Ramadan : un iftar sain et diététique à la mosquée, chiche ?

Par Al-Kanz

Ramadan 2016 – 1437. L’iftar à la maison comme à la mosquée est bien trop souvent loin de la modération et de la tempérance attendues durant le mois béni.

iftar ramadan 2016
© Shutterstock

Ramadan 2016 – 1437. C’est dans quinze jours que le mois béni de ramadan débute in sha’a-Llah. Mois de tempérance, de modération et d’ascèse, ramadan devient pourtant trop souvent le soir venu un mois d’outrance et de débauche de nourriture : trop de tables débordent au sens propre comme au sens figuré ; ce jusque dans les mosquées qui offrent l’iftar (repas de rupture du jeûne).

Iftar offert dans les mosquées

Elles sont nombreuses désormais ces mosquées qui le soir venu, pendant ramadan, invitent les fidèles à dîner. Après une longue journée de jeûne, on s’attable alors autour de plats, cuisinés sur place quand les locaux le permettent ou offerts par de bonnes âmes.

La mosquée est alors lieu de partage, de convivialité et de solidarité: les plus pauvres – musulmans ou non du reste – viennent y trouver plus que ce qu’ils ne peuvent avoir. Les personnes seules (étudiants, célibataires, etc.) évitent de rompre leur jeûne dans l’isolement.

Mais il y a une ombre au tableau : les plats sont le plus souvent trop nombreux, trop gras, trop lourds ; sans parler de ces innombrables boissons gazeuses, qu’il faudrait absolument proscrire et remplacer par de l’eau.

Revenir à la modération prophétique

S’abstenir de boire et de manger avec force courage durant dix-sept heures pour se goinfrer une fois la nuit tombée n’est pas ce qui est attendu du jeûneur. Les responsables des mosquées portent une grande responsabilité. Il leur revient d’organiser un iftar décent, loin de tout excès et de tout gaspillage.
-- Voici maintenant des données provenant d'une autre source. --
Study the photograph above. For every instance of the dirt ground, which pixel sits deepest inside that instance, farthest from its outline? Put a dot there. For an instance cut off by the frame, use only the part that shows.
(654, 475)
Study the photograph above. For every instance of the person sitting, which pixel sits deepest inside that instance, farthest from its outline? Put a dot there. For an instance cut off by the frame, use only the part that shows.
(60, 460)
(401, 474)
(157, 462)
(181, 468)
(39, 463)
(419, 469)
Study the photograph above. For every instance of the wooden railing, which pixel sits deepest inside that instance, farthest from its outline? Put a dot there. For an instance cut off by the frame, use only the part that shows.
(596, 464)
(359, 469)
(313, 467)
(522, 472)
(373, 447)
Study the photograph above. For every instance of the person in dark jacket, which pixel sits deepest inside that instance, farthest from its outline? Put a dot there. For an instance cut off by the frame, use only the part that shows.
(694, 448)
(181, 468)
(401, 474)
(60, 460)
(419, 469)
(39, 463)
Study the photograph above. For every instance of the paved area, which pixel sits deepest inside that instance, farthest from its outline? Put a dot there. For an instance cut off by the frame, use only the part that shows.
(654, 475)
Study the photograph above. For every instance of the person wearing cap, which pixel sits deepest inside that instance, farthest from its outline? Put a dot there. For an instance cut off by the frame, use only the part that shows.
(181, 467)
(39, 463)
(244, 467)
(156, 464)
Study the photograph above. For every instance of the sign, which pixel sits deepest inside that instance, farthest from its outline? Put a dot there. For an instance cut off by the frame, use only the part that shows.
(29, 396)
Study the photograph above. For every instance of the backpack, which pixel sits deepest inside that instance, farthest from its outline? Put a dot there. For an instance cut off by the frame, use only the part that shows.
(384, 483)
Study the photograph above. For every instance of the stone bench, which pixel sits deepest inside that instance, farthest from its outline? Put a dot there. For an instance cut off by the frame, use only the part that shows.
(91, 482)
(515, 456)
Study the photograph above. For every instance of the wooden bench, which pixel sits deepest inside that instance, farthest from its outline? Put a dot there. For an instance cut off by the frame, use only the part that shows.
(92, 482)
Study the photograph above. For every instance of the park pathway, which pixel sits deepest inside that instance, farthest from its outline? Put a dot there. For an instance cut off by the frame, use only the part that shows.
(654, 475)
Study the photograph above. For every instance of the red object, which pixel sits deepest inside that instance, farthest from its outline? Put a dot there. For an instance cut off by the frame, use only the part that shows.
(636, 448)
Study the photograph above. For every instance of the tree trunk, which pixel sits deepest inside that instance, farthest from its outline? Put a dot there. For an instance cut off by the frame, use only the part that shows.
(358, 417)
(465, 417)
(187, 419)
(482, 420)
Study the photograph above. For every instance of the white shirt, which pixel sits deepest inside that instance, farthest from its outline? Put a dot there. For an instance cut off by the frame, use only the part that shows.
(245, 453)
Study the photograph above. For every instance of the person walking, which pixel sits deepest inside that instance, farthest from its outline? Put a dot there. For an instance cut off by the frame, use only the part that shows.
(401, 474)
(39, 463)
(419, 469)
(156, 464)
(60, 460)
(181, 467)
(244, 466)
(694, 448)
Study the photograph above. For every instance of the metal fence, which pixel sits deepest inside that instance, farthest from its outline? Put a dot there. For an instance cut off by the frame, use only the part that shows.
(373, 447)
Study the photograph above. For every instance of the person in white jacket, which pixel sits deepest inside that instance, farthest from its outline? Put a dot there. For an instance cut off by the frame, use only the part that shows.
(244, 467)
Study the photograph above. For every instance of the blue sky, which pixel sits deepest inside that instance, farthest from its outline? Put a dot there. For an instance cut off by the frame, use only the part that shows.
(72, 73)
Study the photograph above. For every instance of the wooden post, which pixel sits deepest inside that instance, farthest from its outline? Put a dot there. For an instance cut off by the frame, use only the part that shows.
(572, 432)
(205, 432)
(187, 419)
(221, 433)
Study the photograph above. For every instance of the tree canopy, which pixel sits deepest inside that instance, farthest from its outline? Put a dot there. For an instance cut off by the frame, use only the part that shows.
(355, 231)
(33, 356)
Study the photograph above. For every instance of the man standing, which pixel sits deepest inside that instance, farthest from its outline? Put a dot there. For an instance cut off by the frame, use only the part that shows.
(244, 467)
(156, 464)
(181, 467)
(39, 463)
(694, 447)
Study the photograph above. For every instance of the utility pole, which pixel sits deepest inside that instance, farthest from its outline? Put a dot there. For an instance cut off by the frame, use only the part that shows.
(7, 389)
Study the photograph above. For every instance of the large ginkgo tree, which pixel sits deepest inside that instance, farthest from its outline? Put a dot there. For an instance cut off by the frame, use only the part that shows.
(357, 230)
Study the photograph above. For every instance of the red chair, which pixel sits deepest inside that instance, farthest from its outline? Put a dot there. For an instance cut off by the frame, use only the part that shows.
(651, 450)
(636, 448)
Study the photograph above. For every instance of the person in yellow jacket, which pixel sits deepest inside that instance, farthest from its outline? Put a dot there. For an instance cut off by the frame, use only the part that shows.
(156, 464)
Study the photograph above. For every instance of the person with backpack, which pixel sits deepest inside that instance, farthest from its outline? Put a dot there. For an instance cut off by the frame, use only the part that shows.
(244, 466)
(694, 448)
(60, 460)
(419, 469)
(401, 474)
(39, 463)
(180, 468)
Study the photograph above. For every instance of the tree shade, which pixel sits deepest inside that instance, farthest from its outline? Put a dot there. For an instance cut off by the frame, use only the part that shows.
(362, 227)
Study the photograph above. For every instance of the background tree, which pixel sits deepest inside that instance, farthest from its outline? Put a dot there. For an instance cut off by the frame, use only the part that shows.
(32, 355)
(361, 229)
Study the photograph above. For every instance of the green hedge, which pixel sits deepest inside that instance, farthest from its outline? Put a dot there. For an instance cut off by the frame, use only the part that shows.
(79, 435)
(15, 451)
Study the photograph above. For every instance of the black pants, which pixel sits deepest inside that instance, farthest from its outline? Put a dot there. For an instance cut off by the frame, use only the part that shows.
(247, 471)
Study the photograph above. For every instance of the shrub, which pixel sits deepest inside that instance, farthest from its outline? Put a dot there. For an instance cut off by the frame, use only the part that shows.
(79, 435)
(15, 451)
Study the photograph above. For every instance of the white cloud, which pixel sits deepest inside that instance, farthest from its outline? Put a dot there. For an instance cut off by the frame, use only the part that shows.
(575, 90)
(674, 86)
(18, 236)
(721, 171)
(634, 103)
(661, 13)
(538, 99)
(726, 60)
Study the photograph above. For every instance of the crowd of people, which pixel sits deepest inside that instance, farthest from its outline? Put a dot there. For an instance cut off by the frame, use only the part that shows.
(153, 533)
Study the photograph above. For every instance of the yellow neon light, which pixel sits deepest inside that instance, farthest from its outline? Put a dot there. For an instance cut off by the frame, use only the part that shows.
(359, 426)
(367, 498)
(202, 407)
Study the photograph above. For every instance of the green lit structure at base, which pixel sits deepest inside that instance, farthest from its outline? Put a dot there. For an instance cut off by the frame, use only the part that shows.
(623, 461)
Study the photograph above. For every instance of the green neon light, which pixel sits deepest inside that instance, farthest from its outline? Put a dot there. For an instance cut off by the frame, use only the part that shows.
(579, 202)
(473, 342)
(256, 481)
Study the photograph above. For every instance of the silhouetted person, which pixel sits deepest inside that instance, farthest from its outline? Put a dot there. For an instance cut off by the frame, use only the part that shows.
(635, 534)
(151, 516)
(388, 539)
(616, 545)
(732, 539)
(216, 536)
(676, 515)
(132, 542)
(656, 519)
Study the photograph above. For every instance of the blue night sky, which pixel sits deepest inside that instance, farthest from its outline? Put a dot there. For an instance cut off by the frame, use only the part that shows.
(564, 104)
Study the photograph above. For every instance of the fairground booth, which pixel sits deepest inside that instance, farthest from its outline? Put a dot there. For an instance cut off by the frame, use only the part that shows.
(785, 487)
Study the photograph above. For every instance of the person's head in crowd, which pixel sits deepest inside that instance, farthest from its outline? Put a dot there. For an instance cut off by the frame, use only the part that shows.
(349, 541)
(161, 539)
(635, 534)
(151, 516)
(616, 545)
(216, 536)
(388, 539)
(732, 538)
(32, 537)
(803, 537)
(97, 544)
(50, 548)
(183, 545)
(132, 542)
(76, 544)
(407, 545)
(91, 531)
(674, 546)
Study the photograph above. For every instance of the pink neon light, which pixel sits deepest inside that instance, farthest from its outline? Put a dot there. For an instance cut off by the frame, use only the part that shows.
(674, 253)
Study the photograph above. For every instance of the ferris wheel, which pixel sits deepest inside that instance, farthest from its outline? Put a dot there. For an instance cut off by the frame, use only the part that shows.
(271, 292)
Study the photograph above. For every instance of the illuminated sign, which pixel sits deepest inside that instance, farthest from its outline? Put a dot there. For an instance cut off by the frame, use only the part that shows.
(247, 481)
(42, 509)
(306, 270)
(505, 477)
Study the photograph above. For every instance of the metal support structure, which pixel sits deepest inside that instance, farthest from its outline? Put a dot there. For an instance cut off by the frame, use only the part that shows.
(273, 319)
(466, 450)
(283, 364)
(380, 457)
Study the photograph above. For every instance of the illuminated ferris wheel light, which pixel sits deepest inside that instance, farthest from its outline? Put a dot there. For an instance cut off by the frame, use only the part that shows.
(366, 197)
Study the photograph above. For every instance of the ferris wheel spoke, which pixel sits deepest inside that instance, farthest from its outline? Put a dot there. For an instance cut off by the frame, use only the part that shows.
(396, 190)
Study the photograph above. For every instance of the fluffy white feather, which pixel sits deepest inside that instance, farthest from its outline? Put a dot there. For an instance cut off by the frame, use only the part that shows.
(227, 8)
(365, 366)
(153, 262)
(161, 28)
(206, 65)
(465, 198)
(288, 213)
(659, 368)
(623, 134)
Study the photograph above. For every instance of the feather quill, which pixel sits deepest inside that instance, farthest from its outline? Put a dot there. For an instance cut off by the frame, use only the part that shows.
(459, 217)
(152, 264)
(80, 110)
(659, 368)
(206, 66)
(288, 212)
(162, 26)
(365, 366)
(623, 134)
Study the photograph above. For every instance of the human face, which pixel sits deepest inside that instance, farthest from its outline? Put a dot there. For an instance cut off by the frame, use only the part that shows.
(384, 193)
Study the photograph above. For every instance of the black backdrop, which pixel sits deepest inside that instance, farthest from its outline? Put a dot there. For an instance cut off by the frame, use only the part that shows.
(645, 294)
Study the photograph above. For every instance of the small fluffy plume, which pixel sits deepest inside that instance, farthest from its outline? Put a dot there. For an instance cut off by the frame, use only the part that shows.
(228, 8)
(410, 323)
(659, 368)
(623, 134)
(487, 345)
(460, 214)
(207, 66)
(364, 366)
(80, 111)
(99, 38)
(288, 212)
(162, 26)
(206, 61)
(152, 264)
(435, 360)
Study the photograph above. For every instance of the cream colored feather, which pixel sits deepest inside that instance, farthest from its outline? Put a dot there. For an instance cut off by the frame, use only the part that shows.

De même, on attend des imams qu’ils rappellent les règles de bienséance en matière d’alimentation et qu’ils veillent à ce que l’on observe autant que faire se peut les commandements prophétiques : la mosquée ne peut être le lieu où les fidèles contreviennent aux enseignements de l’islam. Le mois de ramadan doit demeurer, plus encore au moment de l’iftar, l’occasion où l’on réussit à réprimer ses instincts primaires pour éduquer et élever son âme.